Leslie Gelb, the former president of the council on Foreign Relations, who co-authored the Op-Ed with Biden, said “Biden got it dead right, and I still think transitioning to a federal power-sharing arrangement is the only way to stop the killing and hold Iraq together.” it turns out that, even when Joe Biden became Barack Obama’s Vice President, he was unable to implement his plan, and, as a result, from the moment the US pulled out of Iraq in 2011, the Shiite led government under Nuri Kamal al-Maliki imposed its will with an iron fist, ordered the arrest of the Sunni vice president, who fled a trumped up charge of murder, and persecuted Sunni sheiks.
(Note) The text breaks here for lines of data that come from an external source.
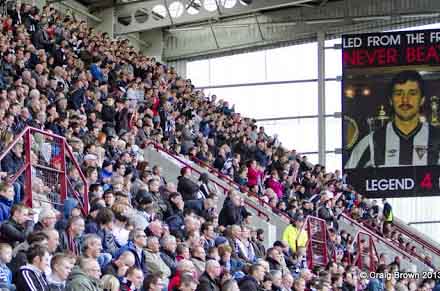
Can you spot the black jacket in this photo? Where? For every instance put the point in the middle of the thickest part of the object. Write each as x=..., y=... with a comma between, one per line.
x=206, y=283
x=248, y=283
x=30, y=278
x=187, y=188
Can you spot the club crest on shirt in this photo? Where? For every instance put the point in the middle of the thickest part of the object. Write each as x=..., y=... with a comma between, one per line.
x=420, y=150
x=391, y=153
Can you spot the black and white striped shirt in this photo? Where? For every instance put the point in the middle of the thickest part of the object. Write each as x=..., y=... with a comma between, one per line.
x=389, y=147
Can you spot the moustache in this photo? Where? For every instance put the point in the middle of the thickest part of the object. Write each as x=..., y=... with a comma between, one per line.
x=405, y=106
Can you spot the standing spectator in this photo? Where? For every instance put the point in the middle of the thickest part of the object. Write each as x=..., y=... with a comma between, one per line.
x=295, y=235
x=85, y=276
x=209, y=279
x=6, y=200
x=31, y=277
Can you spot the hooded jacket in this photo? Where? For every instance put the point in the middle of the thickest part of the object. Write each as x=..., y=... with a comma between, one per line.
x=78, y=280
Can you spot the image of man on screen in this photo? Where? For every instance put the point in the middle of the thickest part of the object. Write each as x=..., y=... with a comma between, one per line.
x=405, y=140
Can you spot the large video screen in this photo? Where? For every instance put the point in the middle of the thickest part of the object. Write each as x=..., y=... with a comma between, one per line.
x=391, y=115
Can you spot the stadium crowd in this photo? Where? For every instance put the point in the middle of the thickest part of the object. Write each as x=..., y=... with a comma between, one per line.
x=142, y=232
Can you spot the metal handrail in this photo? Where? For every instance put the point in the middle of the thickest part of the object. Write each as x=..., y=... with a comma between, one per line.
x=418, y=239
x=377, y=237
x=225, y=190
x=65, y=151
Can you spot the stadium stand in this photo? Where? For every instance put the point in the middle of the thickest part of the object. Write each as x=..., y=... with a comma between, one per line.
x=100, y=148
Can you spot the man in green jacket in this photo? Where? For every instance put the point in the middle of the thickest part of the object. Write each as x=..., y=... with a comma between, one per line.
x=85, y=276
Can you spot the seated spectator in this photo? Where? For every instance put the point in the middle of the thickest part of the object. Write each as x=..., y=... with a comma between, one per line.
x=5, y=272
x=253, y=280
x=133, y=280
x=198, y=257
x=184, y=268
x=295, y=235
x=6, y=200
x=85, y=276
x=153, y=282
x=31, y=276
x=153, y=260
x=137, y=241
x=105, y=220
x=15, y=230
x=118, y=267
x=61, y=266
x=209, y=279
x=47, y=219
x=71, y=237
x=168, y=252
x=186, y=186
x=231, y=212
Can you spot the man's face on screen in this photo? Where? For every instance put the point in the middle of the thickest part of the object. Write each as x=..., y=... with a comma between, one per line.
x=407, y=100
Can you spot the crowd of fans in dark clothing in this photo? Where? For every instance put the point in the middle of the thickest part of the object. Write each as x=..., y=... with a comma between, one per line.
x=142, y=232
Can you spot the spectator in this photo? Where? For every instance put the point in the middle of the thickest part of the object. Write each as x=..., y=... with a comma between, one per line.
x=118, y=267
x=133, y=280
x=110, y=283
x=15, y=230
x=295, y=235
x=85, y=276
x=61, y=266
x=231, y=212
x=186, y=186
x=6, y=200
x=153, y=261
x=253, y=280
x=168, y=251
x=5, y=272
x=209, y=279
x=46, y=219
x=71, y=237
x=137, y=241
x=31, y=276
x=153, y=282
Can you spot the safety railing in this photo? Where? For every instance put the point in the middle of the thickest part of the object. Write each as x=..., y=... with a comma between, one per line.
x=360, y=227
x=38, y=163
x=425, y=245
x=366, y=253
x=317, y=252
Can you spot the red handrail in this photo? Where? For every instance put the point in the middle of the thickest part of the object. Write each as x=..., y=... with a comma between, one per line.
x=365, y=229
x=225, y=190
x=416, y=238
x=26, y=134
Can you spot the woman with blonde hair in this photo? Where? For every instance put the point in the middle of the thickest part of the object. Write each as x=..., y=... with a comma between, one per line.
x=110, y=283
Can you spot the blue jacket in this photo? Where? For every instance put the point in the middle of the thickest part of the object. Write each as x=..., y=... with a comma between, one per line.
x=5, y=208
x=5, y=274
Agreements ending the conflict were not honored, and Shiites began terrorizing Sunnis. Al-Quaida moved back into Anbar and captured Fallujah. Robert Baer of the CIA told the National Journal, “Iraq is breaking apart before our eyes along the natural sectarian borders of Kurdistan, Sunni-stan and Shiite-stan, and that drift apart looks increasingly inevitable.”
In a sense, Iraq is a fiction, a creation by the British after its World War I defeat of the Ottoman Empire. The British notions of Iraq as a unified country did not take into account religious and ethnic differences that would ultimately defy any foreign attempts toward unification. When the British Mandate ended in 1932 and the Sunni monarchy took over, a turmoil erupted in Iraq, and it continues to this day.
Although many consider Joe Biden’s 2006 pp-ed to have been prescient, the Vice President himself was forced to backtrack a few years later and in a speech described a strong federal government in Iraq as the best way to counter ISIS. “We want what the Iraqis want: a united federal and democratic Iraq as defined by its own constitution where power is shared among all Iraqi communities.”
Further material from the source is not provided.